Posted: Monday, August 21, 2000

DULUTH (AP) -- Earthworms, a welcome sight to the gardeners and anglers that helped spread the wriggling invaders around the state, are threatening Minnesota's hardwood forests, according to a forestry expert.

Cynthia Hale, a researcher at the University of Minnesota-Duluth, says earthworms are killing tree seedlings by consuming their preferred growth medium -- the layer of decaying plant matter on the forest floor, called duff.

Hale, a graduate student and worm expert in the Department of Forest Resources, said the duff is usually four to five inches thick.

"The worms can eat it all in a year or two, right down to bare soil," Hale said.

In a worst-case scenario, a worm-infested forest prevented from repopulating itself with seedlings might eventually disappear altogether, though few Minnesota forests are in such danger.
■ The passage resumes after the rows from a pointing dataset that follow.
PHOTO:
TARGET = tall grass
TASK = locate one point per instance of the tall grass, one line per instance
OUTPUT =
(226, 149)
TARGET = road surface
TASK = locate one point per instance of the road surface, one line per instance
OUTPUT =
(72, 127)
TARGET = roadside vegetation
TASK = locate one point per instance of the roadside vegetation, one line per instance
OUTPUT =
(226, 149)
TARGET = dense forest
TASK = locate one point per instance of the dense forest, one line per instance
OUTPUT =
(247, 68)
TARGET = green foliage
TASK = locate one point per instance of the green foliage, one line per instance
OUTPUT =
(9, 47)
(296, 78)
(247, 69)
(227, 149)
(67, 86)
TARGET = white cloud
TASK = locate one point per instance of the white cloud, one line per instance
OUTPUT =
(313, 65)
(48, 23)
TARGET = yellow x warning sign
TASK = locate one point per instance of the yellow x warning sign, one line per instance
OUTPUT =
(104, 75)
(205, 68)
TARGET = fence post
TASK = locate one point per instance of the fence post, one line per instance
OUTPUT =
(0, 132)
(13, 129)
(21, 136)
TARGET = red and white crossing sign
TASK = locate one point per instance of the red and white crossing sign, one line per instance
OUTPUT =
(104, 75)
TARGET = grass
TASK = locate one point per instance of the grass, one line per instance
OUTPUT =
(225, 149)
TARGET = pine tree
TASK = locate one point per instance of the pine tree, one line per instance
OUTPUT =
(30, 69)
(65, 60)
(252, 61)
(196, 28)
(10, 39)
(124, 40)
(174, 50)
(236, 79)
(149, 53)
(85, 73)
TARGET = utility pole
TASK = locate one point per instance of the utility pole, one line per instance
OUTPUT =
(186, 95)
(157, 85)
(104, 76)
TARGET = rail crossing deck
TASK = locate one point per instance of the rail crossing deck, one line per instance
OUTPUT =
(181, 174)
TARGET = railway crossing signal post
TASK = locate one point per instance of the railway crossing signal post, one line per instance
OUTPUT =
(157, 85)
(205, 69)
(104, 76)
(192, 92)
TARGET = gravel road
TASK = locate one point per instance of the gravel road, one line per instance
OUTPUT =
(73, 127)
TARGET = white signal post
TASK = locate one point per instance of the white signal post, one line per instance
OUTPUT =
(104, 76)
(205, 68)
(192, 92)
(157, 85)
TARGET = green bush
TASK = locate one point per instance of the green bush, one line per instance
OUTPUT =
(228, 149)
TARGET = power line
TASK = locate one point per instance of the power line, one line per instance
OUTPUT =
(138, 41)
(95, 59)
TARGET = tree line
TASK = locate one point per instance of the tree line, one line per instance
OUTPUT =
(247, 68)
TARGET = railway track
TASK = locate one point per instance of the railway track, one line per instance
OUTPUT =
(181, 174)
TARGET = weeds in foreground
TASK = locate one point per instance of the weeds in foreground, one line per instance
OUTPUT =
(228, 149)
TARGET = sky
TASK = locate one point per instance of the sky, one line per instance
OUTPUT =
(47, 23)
Worms have made their way into most of the hardwood stands in the southern part of the state, and 10 to 20 percent of them are heavily infested, Hale said. Half of northern Minnesota seems free of worms, as in the Chippewa National Forest. But 5 to 10 percent are so heavily infested that they could be in danger of disappearing in the next century.
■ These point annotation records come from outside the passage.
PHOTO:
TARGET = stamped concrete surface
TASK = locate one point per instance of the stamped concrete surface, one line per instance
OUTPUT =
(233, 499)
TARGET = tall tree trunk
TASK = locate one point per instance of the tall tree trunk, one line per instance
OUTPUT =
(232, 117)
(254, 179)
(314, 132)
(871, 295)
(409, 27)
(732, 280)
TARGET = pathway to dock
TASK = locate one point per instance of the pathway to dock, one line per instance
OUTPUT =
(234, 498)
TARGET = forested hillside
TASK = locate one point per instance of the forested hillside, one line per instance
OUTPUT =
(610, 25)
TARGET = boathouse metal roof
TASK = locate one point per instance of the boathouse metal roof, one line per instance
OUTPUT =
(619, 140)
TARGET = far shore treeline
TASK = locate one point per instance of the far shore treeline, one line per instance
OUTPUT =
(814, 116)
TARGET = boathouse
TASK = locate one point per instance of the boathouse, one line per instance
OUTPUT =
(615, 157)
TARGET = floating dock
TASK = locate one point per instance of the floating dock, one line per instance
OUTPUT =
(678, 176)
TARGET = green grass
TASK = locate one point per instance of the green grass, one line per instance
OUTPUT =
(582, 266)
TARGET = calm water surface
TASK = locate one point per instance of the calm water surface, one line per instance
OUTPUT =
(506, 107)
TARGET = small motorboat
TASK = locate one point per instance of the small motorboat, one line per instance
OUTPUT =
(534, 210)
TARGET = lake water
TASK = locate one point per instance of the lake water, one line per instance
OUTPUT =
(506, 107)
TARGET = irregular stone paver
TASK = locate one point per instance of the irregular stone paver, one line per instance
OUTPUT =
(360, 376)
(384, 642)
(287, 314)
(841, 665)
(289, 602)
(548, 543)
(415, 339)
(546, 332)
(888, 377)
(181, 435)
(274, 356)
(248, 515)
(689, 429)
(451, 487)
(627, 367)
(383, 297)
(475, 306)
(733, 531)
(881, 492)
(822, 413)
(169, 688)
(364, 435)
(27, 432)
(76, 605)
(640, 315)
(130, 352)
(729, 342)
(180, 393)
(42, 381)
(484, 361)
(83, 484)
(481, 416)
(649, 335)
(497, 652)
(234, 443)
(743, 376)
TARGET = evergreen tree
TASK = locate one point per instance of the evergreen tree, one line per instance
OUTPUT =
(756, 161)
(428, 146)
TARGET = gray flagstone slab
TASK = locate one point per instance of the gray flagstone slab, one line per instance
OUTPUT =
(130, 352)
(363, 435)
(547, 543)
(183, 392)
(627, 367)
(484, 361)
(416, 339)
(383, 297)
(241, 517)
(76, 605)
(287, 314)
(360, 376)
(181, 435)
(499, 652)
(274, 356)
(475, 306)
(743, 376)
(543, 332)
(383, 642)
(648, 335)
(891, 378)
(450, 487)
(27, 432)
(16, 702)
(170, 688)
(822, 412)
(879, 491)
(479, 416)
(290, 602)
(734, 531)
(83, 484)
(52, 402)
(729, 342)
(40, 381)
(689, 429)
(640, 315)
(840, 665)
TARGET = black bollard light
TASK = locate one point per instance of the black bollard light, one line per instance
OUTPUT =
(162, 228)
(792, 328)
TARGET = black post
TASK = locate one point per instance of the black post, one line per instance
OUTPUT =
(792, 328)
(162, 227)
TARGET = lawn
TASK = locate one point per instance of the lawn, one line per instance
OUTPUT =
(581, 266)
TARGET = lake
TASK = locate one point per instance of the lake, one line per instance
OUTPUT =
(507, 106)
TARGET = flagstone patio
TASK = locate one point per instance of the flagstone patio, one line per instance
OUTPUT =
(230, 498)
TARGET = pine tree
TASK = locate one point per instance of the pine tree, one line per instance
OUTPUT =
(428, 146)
A worm-infested forest looks deceptively healthy because the tree crowns stay green. But the telltale sign of the problem is that nothing new is growing on the forest floor -- no seedlings, and none of the other indigenous plants such as trilliums, violets and Solomon's seal.

Minnesota's hardwood forests are vulnerable because they never had to cohabitate with earthworms before, Hale said. In fact, there were virtually no worms left in the state after the last glacier froze them about 15,000 years ago.

Humans brought earthworms back in potted plants and bait buckets. Farmers tilling or moving the soil then spread them around the southern part of the state during the past several centuries.

"They invaded from the fishing resorts, the boat ramps and the lakeshores," Hale said. Emptying a bait can of worms into a lake or onto the shore is guaranteed to establish a worm colony there. "Worms can swim," she said, "and we can identify new worm populations spreading out radially from lakes."